The conferees remain supportive of NASA’s Columbia Project to upgrade its supercomputing capacity, but insists that NASA’s total supercomputing capability should not reside at one location to protect the Agency from a potential single point of failure for mission critical and safety of flight analyses. Therefore, the conferees have provided $5,000,000 from within funds projected for the Columbia project to upgrade the Goddard Space Flight Center’s Center for Computational Science [NCCS] to guarantee that it serves as NASA’s backup supercomputing center with tier 1 system backup and disaster recovery functions, including full transfer capability in the event of a failure of the principal supercomputer facility.
Based on the success of the X-43 program, the conferees are providing $25,000,000 to continue design work being conducted for the X-43c as a follow-on to the X-43a program.

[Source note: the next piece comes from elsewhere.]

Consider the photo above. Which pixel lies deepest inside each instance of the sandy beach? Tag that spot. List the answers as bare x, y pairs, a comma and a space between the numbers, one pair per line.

The conferees encourage joint NASA and Air Force cooperation and collaboration in advancement of aeronautics technologies in the National interest.
The conferees agree to the following specific funding increases in addition to any increases mentioned above:
An increase of $250,000 for the Detroit Science Center;
An increase of $150,000 for the Coca-Cola Space Science Center in Columbus, Georgia to support the Space Science Center;
An increase of $2,100,000 for continued development of a lightweight carrier pallet to increase NASA’s payload capacity for space shuttle servicing missions;
An increase of $500,000 for the Sacramento Space Science Center at California State University;
An increase of $1,000,000 for telescope construction at the Pisgah Astronomical Research Center;
An increase of $1,000,000 for University of Idaho for RTULP Electronics for Space Applications;
An increase of $1,000,000 for Utah State University in Logan, Utah for the Calibration Center;
An increase of $300,000 to the University of Missouri at Rolla for the Advanced Millimeter Wave Inspection System program;
An increase of $3,000,000 to New Mexico State University for the ultra-long balloon program to augment planned flights and technology development;
An increase of $1,500,000 to Montana State University to purchase clean room systems and basic process equipment related to the microdevice fabrication facility;
An increase of $1,000,000 for Texas Tech University Experimental Sciences Initiative, Lubbock, Texas to promote advanced and interdisciplinary research;
An increase of $1,000,000 to the Southern Methodist University Multifab Facility in Dallas, Texas to develop multifabrication manufacturing technology;
An increase of $1,000,000 to the University of Arkansas, Fayetteville, Arkansas for the Arkansas-Oklahoma Center for Space and Planetary Sciences;
An increase of $1,500,000 to Montana State University-Bozeman for the Center for Studying Life in Extreme Environments;
An increase of $2,500,000 to Marshall University in Bridgeport, West Virginia for the continuation of NASA related composites workforce development training at the Composites Technology Institute; and
An increase of $1,750,000 to the University of Maryland, Baltimore County for photonics research.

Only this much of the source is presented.